Normalmente, l’uso di tecniche per rendere la tortura più dolorosa si traduce in ulteriori violazioni del diritto internazionale. Questo perché la questione fondamentale del diritto internazionale prende in esame se una persona è stata torturata , non quanto la vittima è stata torturata.

Tuttavia, nel 1974 l’Assemblea generale dell’ONU ha approvato una risoluzione sui principi di etica medica . Pur non essendo giuridicamente vincolante, la risoluzione ha riconosciuto e sottolineato una regola preesistente di diritto internazionale, che nessuno è autorizzato a partecipare a torture . La risoluzione evidenzia che i medici non dovrebbero utilizzare le loro conoscenze o posizione unica per facilitare la tortura.

L’uso delle” iniezioni del dolore” a Goshul Lobsang per facilitare e accelerare la sua tortura era non solo una violazione del diritto internazionale, ma anche una violazione estrema di etica medica . La tortura diffusa e sistematica nelle prigioni cinesi non può esistere senza il consenso attivo e implicita di medici professionisti.

I professionisti medici che lavorano nelle carceri cinesi dovrebbero utilizzare la morte di Lobsang Goshul e la partecipazione dei loro colleghi medici icome un’opportunità per sostenere l’etica medica e contrastare la tortura.

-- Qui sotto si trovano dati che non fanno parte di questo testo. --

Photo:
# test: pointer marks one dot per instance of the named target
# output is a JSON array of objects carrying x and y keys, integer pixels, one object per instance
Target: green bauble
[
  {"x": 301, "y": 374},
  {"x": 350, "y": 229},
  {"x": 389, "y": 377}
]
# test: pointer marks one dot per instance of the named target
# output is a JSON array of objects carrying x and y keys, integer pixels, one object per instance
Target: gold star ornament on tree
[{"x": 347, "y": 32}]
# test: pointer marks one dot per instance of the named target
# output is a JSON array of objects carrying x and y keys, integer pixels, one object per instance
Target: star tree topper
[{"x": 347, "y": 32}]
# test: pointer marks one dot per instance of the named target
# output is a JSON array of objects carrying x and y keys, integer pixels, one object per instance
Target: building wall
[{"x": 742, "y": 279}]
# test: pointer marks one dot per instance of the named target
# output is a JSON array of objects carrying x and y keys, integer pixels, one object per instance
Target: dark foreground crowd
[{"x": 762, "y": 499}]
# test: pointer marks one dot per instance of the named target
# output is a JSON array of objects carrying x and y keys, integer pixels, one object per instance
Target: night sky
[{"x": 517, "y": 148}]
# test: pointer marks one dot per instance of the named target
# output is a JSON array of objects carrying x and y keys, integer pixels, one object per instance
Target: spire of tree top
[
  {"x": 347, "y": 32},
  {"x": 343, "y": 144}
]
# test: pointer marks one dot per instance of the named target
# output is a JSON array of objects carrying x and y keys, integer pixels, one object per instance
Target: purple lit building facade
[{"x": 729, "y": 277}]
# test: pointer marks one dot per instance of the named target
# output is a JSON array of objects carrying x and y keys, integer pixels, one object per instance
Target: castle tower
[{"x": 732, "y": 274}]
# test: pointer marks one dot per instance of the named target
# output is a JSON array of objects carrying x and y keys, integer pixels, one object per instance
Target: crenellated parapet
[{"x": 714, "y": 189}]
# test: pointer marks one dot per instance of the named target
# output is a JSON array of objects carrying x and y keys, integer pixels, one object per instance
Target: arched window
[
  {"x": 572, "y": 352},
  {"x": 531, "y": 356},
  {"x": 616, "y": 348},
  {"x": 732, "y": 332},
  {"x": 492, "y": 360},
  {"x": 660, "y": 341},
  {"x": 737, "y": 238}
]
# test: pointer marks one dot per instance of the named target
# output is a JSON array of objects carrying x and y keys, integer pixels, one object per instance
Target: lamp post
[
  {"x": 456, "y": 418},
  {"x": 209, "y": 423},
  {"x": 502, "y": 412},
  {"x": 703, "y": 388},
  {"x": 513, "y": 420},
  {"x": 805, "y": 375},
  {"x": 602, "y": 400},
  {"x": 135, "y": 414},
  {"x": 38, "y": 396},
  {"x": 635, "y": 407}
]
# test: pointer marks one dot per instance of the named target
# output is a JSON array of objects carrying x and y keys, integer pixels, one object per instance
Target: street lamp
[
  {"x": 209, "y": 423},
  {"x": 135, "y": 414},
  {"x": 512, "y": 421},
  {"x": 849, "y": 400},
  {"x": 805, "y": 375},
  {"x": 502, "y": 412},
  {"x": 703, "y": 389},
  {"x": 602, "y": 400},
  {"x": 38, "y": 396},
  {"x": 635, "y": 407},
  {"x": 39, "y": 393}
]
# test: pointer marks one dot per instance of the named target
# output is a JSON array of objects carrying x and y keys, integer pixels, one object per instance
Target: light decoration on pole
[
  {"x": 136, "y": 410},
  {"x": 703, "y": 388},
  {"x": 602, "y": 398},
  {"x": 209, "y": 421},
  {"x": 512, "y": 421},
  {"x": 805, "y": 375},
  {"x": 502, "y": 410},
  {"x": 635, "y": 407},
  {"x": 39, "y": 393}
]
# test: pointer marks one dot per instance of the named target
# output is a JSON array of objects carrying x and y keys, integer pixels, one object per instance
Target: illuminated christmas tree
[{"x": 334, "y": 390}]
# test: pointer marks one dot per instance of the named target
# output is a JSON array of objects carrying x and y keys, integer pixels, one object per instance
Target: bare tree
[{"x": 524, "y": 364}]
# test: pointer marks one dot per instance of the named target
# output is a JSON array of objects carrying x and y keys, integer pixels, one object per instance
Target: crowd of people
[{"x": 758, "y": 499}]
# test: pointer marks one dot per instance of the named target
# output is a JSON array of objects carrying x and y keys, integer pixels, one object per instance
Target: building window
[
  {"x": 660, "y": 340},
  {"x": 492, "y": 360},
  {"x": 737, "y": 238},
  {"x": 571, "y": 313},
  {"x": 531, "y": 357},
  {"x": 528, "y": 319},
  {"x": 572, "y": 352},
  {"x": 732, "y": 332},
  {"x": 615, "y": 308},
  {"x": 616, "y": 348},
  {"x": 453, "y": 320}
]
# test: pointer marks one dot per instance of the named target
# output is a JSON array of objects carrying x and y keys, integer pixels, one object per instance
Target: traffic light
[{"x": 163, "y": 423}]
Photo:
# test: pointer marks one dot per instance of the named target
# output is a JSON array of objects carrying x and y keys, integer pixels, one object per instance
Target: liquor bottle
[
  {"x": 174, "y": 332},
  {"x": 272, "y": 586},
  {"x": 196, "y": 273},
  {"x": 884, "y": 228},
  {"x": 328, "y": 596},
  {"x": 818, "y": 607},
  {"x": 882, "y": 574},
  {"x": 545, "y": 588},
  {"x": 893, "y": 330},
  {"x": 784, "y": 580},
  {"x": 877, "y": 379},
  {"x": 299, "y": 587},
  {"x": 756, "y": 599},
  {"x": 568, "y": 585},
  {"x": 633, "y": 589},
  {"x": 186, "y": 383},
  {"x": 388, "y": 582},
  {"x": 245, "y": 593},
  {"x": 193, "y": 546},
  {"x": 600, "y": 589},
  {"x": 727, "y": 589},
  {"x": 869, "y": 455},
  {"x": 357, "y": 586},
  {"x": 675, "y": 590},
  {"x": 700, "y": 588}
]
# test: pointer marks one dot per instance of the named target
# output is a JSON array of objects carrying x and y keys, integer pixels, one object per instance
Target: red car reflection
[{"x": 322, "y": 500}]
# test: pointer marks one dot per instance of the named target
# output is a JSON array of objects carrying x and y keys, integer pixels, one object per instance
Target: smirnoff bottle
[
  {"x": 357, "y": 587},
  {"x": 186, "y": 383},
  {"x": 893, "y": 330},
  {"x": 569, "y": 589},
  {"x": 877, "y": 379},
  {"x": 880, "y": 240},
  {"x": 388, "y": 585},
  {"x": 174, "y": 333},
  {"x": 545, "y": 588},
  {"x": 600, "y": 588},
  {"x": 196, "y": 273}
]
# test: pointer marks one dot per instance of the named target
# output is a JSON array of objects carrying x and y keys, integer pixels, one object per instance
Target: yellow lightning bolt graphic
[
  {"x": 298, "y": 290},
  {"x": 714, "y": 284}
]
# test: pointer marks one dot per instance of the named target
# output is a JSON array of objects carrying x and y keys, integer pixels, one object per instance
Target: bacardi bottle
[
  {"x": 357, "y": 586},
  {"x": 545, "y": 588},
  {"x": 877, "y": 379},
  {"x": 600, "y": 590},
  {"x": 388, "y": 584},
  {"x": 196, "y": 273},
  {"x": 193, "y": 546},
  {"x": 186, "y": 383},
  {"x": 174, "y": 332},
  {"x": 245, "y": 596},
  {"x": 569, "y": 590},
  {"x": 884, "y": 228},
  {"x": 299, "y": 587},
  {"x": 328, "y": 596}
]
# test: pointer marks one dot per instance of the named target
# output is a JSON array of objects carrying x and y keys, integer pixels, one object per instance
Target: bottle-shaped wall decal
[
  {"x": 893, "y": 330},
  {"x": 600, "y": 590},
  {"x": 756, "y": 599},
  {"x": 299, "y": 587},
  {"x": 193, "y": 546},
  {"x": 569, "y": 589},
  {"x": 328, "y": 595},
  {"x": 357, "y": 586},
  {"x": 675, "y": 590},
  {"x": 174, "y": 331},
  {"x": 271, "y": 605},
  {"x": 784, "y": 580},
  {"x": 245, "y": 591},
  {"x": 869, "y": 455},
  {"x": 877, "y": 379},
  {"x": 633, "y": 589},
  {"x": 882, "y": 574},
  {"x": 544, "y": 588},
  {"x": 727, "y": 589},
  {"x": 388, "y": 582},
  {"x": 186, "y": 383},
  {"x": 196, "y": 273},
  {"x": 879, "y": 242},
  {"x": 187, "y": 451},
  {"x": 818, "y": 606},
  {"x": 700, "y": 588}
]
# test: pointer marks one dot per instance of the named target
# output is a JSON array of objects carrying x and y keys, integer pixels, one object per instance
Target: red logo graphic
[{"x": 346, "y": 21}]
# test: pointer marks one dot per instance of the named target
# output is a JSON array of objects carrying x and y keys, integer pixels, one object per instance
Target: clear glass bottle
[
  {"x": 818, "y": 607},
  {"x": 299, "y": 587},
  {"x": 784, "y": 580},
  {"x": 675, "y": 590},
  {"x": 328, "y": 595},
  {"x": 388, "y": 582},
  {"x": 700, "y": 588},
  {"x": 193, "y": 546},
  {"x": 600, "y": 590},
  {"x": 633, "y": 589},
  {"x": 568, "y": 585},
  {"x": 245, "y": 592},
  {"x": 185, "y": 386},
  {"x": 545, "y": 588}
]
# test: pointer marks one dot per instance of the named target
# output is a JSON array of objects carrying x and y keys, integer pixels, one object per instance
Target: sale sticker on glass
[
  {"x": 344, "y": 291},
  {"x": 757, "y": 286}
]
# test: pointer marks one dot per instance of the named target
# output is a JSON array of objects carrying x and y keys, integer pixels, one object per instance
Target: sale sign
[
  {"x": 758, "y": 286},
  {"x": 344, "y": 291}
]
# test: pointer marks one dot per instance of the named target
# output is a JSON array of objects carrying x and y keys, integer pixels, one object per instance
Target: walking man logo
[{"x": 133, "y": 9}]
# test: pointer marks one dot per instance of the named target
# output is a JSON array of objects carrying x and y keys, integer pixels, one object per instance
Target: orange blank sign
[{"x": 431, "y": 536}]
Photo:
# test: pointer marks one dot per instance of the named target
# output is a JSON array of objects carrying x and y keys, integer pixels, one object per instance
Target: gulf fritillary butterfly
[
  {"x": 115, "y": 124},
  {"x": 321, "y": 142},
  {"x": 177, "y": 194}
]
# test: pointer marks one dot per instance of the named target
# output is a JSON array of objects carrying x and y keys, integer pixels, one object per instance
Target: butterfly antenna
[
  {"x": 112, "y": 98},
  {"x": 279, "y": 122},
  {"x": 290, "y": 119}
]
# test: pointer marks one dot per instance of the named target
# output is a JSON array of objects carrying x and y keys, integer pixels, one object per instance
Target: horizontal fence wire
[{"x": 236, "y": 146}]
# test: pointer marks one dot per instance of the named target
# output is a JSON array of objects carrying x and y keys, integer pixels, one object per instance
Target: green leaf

Lettera struggente di Goshul Lobsang

TCHRD ha anche ottenuto una copia di una lettera scritta da Goshul Lobsang mentre era imprigionato a Ding Xi città nella provincia di Gansu. Goshul Lobsang ha condiviso lo scritto, datato 28 settembre 2012 con un gruppo selezionato di amici, il 1 ° marzo 2014, poche settimane prima della sua morte.

Nella lettera dal titolo “Prigioniero di Clear Conscience”, Goshul Lobsang sfida chiaramente la propaganda ufficiale cinese la quale afferma che gli attivisti tibetani sono dei criminali che meritano di essere imprigionati.

Invece egli afferma che la sua coscienza è chiara e che non ha rimpianti di aver sfidato le autorità, le politiche oppressive del Pcc.

Qui di seguito traduzione della lettera:

Prigioniero di Clear Conscience

Ho una famiglia. Ho fratelli. Ho una moglie e dei figli. Per loro, io ho sempre portato sincero amore e affetto, e per il bene di questo amore e di questo affetto, sono determinato a sacrificare la mia vita . Ma per il bene del nostro popolo, anche se perdo questo amore e affetto, non avrò rimpianti. Io sono un nomade comune che ama il suo popolo, così io sono disposto a fare qualsiasi cosa per la mia gente. Potrei perdere queste ossa e questo corpo smunto che ha sofferto il dolore inflitto dalle torture brutali dettate dall’odio puro. Non avrò rimpianti . Ho il desiderio di seguire le orme dei martiri che si sono auto-immolati per la causa, ma mi manca il coraggio di fare una cosa del genere.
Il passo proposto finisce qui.